This is a rule to strike off a set-off and counterclaim. The suit is one for damages to a wagon, caused by the alleged negligent driving of an automobile by the defendant. The affidavit of defence denies the negligence and sets out a set-off and counter-claim for damages to defendant’s automobile, caused by the negligent driving of plaintiff’s team. The question presented is whether or not, in an action in trespass, such a set-off and counter-claim are allowable.
The right of set-off and counter-claim did not exist at common law and is founded entirely on statute. The early statute in Pennsylvania permitting a set-off or counter-claim is the Defalcation Act of Jan. 12, 1705, 1 Sm. Laws, 49, which, however, makes no provision for a counter-claim in tort actions, and our courts have uniformly construed it to apply only to cases in which the matter set off would in itself serve as a foundation for a separate action. The Practice Act of May 14, 1915, P. L. 483, 485, retains, in section 14, the distinction between actions ex contractu and actions ex delicto, and provides that “in actions of assumpsit a defendant may set off or set up by way of counter-claim against the claim of the plaintiff any right for which an action of assumpsit would lie, and a verdict may be rendered in his favor for the amount found to be due and judgment entered thereon.”
It seems to be established that section 14 of the Practice Act limits the right of counter-claim to actions of assumpsit: Jarecki v. Montgomery, 69 Pitts. L. J. 109 (1920).
*432In Shoemaker v. Myers, 30 Dist. R. 240, the identical question was raised, and the court there refused to strike off the counter-claim. The plaintiff in that case was driving a motor and the defendant was driving some horses on the same highway. The plaintiff claimed to recover for damages caused by the horses leaping upon his motor-car. The defendant counter-claimed for damages done to one of the horses through the negligent driving of the plaintiff. The question whether a counter-claim may be set up in an action in trespass was raised by plaintiff, who took a rule to strike off the counterclaim. The court discharged the rule, holding that since both claims arise out of the same transaction, they ought to be determined in one suit by an action and counter-claim, and although there was no authority under the provisions of the Practice Act for the filing of a counter-claim in an action in trespass, the law prior to the act permitted it.

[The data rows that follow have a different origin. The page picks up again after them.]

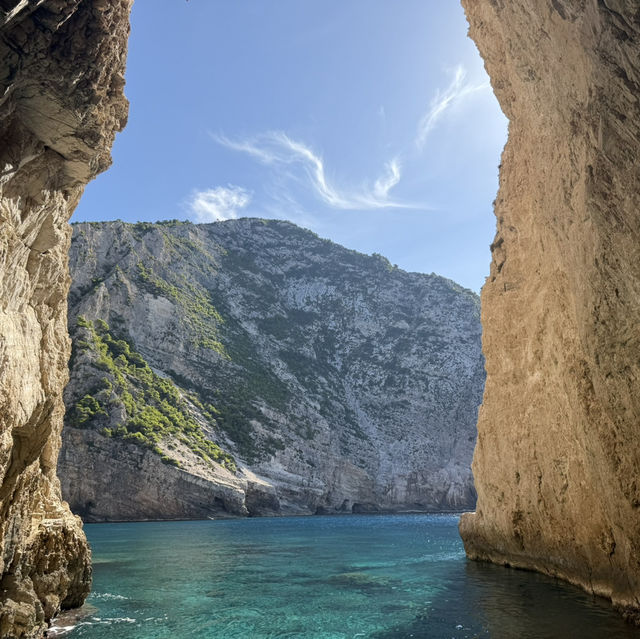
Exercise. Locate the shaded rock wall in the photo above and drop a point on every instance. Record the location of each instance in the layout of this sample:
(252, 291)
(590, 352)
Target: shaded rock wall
(557, 459)
(61, 101)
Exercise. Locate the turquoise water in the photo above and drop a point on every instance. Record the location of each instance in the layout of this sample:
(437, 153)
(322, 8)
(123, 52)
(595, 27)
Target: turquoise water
(384, 577)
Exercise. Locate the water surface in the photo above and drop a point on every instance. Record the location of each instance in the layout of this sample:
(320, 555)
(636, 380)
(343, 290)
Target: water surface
(384, 577)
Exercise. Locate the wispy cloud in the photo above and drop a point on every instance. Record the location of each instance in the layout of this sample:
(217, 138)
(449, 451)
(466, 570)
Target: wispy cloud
(455, 93)
(219, 203)
(277, 148)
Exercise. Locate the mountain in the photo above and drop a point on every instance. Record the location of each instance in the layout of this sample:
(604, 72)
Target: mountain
(250, 367)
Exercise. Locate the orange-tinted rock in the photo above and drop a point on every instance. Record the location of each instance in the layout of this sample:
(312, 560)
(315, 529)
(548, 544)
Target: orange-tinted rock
(557, 460)
(61, 102)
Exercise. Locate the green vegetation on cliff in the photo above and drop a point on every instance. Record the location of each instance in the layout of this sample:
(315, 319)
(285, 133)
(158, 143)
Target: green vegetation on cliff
(152, 408)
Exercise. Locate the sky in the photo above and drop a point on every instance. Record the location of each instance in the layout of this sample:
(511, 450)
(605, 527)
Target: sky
(370, 122)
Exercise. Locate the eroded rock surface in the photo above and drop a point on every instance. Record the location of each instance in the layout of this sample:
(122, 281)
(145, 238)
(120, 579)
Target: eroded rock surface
(558, 455)
(330, 381)
(61, 101)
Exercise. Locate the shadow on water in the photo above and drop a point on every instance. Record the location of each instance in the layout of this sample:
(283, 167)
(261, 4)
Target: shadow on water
(485, 600)
(395, 577)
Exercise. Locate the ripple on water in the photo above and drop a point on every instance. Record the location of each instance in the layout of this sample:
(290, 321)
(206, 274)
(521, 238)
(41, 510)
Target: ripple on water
(391, 577)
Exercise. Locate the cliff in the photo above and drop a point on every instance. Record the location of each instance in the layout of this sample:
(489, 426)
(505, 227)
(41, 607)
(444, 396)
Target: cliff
(556, 464)
(61, 102)
(249, 367)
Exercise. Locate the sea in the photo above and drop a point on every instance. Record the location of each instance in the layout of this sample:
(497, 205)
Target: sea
(334, 577)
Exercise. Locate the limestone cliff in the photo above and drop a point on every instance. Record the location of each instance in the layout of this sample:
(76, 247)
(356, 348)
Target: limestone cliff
(61, 101)
(251, 367)
(558, 454)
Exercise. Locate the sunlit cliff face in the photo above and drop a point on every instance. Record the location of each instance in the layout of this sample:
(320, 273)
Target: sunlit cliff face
(558, 454)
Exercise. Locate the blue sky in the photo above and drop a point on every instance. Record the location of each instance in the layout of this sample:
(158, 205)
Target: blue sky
(370, 122)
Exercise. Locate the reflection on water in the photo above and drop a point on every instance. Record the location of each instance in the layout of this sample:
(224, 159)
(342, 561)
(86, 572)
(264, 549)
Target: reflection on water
(386, 577)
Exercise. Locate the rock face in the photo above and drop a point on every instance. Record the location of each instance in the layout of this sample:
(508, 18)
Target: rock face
(330, 381)
(558, 453)
(61, 101)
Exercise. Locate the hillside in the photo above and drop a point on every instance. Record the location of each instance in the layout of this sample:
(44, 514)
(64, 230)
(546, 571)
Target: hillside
(250, 367)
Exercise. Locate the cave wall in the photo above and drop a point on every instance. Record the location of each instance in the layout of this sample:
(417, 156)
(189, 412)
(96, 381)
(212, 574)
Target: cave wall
(557, 460)
(61, 102)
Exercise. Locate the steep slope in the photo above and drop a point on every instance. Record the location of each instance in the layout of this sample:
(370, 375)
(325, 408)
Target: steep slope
(556, 465)
(328, 380)
(61, 80)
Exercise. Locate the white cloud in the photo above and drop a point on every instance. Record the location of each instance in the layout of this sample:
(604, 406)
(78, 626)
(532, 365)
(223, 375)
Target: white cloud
(456, 92)
(276, 147)
(387, 181)
(219, 203)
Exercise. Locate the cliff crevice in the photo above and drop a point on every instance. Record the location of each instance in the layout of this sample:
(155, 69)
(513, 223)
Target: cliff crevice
(61, 103)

While there is good reason and logic to sustain this contention, unfortunately the Pennsylvania rule does not go to the extent that Judge Gillan in Shoemaker v. Myers would have it. The Supreme Court of our State has held that unliquidated claims for tort, fraud or deceits are not proper set-offs or counter-claims: Roth v. Reiter, 213 Pa. 400.

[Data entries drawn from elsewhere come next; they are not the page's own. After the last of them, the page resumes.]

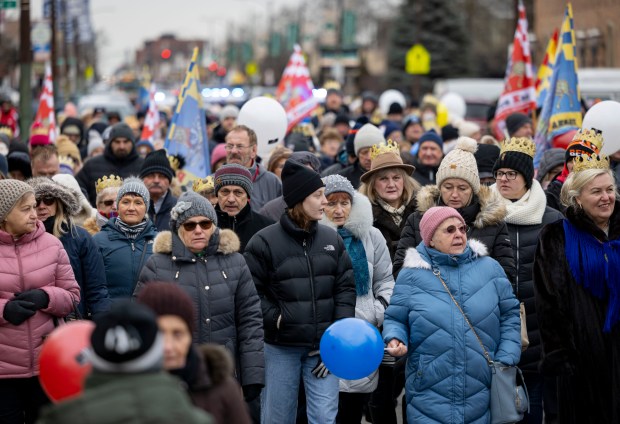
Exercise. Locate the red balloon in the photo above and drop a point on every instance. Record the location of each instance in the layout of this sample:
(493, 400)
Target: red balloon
(62, 365)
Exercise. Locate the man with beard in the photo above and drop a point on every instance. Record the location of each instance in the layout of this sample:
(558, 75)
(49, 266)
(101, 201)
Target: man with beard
(157, 175)
(241, 148)
(119, 158)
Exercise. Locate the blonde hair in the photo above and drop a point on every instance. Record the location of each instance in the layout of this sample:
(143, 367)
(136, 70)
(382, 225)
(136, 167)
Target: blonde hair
(410, 186)
(575, 183)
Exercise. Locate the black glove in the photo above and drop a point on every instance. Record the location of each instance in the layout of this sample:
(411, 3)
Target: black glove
(320, 371)
(38, 297)
(251, 391)
(18, 311)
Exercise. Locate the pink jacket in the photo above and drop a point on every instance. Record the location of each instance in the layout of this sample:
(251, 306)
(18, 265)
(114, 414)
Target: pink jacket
(37, 260)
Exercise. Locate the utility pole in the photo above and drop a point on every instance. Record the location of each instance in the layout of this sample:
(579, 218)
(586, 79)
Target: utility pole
(25, 62)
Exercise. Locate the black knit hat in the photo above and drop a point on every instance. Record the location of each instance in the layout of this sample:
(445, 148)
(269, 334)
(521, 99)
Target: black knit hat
(157, 161)
(298, 182)
(126, 339)
(520, 162)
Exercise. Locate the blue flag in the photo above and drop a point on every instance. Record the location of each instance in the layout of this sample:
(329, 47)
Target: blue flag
(561, 111)
(188, 131)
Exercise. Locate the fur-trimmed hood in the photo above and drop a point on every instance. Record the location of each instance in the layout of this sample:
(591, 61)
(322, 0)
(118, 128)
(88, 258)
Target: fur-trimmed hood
(492, 208)
(360, 219)
(228, 242)
(414, 259)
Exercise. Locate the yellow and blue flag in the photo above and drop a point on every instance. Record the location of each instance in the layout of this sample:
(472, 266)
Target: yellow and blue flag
(561, 111)
(188, 132)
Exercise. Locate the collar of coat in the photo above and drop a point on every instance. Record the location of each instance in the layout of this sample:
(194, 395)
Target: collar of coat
(360, 219)
(414, 259)
(492, 208)
(227, 242)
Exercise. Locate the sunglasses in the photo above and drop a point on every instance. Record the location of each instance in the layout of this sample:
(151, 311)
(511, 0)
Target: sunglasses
(452, 229)
(48, 201)
(191, 226)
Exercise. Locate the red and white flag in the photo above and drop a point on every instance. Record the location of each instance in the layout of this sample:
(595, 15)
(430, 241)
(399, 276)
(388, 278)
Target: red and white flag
(519, 90)
(45, 113)
(295, 89)
(151, 121)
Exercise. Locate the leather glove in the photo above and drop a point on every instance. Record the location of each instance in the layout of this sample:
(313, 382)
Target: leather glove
(320, 370)
(38, 297)
(251, 391)
(17, 311)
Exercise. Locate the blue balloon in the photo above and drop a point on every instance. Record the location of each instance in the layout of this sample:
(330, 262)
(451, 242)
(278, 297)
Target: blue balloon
(351, 348)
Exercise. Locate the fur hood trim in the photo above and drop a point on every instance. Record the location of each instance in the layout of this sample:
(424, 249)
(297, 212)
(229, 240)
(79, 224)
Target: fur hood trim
(229, 242)
(413, 259)
(360, 219)
(492, 208)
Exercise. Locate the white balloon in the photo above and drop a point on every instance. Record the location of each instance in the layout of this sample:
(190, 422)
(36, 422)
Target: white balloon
(268, 119)
(455, 103)
(605, 116)
(391, 96)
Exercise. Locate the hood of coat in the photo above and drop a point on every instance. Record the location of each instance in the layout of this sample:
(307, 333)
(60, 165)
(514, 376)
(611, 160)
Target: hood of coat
(360, 219)
(492, 207)
(421, 257)
(228, 242)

However desirable it would be to have all of the facts of a particular action for damages inquired into by a suit and counter-claim, there seems to be no warrant for it in the present state of our law. In the admirable treatise on the Pennsylvania Practice Act of 1915, by David Werner Amram, this question is thoroughly discussed and the conclusion reached "that the present law of Pennsylvania allows no counter-claim at all in actions of trespass and no eounter-claim in trespass in actions of assumpsit.”
For these reasons, the rule to strike off the counter-claim is made absolute.